“Not a thing!” he repeated firmly. “Not a sound; not one bad symptom. Every—everything was running just as it should—just as they do in other automobiles.”

“Millington!” I said reproachfully.

“It is the truth!” he declared. “I swear it is the truth. Nothing seemed broken or about to break. I could not hear a sound of distress, or a symptom of disorder. Do you wonder I was overcome?”

“Millington,” I said seriously, “this is no light matter. I shall not accuse you of wilfully lying to me, but I know your automobile, and I cannot believe your automobile could proceed four hundred feet without making noises of internal disorder. It is evident to me that your hearing is growing weak; you may be threatened with deafness.” At this Millington seemed to cheer up considerably, for deafness was something he could understand. I proposed that we both get into the automobile again, and I, too, would listen. So we did. It was almost pathetic, it was most pathetic, to see the way Millington looked up into my face to see what verdict I would give when he started the motor.

My verdict was the very worst possible. We ran a block at low speed and I could hear no trouble. We ran a block at second speed, and no distressful noise did I hear. We ran two blocks at high speed, with no noise but the soft purring of motors and machinery. As Millington brought the automobile to a stop we looked at each other aghast. It was true, too true, nothing was the matter with the automobile! It sparked, it ignited, it did everything a perfect automobile should do, just as a perfect automobile should do it. We got out and stared at the automobile silently.

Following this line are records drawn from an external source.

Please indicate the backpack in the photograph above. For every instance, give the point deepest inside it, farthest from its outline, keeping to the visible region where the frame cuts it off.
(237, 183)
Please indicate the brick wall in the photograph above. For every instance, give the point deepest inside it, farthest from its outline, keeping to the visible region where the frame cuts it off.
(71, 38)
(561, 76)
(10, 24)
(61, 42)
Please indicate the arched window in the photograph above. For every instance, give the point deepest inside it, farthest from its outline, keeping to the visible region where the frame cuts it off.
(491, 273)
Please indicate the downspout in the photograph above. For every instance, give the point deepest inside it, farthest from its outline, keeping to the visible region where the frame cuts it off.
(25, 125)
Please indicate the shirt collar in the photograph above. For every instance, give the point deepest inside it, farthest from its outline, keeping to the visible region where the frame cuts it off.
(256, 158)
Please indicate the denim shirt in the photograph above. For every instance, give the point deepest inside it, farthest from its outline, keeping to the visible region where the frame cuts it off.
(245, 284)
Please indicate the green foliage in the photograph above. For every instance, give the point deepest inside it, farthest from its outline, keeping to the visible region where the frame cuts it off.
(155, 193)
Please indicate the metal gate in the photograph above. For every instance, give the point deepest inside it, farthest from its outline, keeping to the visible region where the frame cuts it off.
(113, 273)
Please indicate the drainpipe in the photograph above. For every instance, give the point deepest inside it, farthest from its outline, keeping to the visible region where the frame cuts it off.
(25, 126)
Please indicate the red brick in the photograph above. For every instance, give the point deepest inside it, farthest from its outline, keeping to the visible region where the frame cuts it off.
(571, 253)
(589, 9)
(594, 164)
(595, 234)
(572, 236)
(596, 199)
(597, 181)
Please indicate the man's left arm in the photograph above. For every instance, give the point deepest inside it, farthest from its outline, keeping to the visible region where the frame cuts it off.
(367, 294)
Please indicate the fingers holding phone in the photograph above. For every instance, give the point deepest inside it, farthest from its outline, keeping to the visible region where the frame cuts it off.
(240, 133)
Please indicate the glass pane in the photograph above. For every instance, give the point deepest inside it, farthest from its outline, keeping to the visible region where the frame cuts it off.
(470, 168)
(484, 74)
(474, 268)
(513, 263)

“John,” said Millington at length, “you can easily see that I would not dare to start on a long trip like that to Port Lafayette when my automobile is acting in this unaccountable manner. It would be the most foolhardy recklessness. When this machine is running in an absolutely perfect manner, almost anything may be the matter with it. My own opinion is that a spell has been cast over it, and that it is bewitched.”

“I never knew it to come as far as this without stopping,” I said, “and to come this far without a single annoying noise makes me sure we should not attempt Port Lafayette to-day in this car. I shall take a little jaunt into the country behind my horse, and—”

“But don't go to Port Lafayette,” pleaded Millington. “Perhaps the automobile will be worse to-morrow. If she only develops some of the noises I am familiar with I shall not be afraid of her.”

One of the pleasures of being a suburbanite is that you can have a horse, and one of the pleasures of having a horse is that you keep off the main roads when you go driving, lest the automobiles get you and your horse into an awful mess. In driving up cross roads and down back roads you often run across things you would like to own—things the automobilist never sees—and Isobel and I had heard of a genuine Windsor chair of ancient lineage. I imagine the chair may have been almost as old as our horse. When Mr. Millington told me we could not go to Port Lafayette in his automobile that day, I hurried home and had Mr. Prawley harness Bob, and it was that day, when we were hunting the Windsor chair, that we ran across Chesterfield Whiting. Since Isobel had begun to like suburban life, she liked it as only a convert could, and the moment she saw Chesterfield Whiting she declared we must, by all means, keep a pig, and that Chesterfield Whiting was the pig we must keep.

Personally I was not much in favour of keeping a pig. I like things that pay dividends more frequently. I would not give much for a vegetable garden that had to be planted in the spring, worked all summer, tended all fall, and that only yielded its product in the winter. I prefer a garden that gives a vegetable once in awhile. Mine does that—it gives a vegetable every once in awhile. But a pig is a slow dividend payer.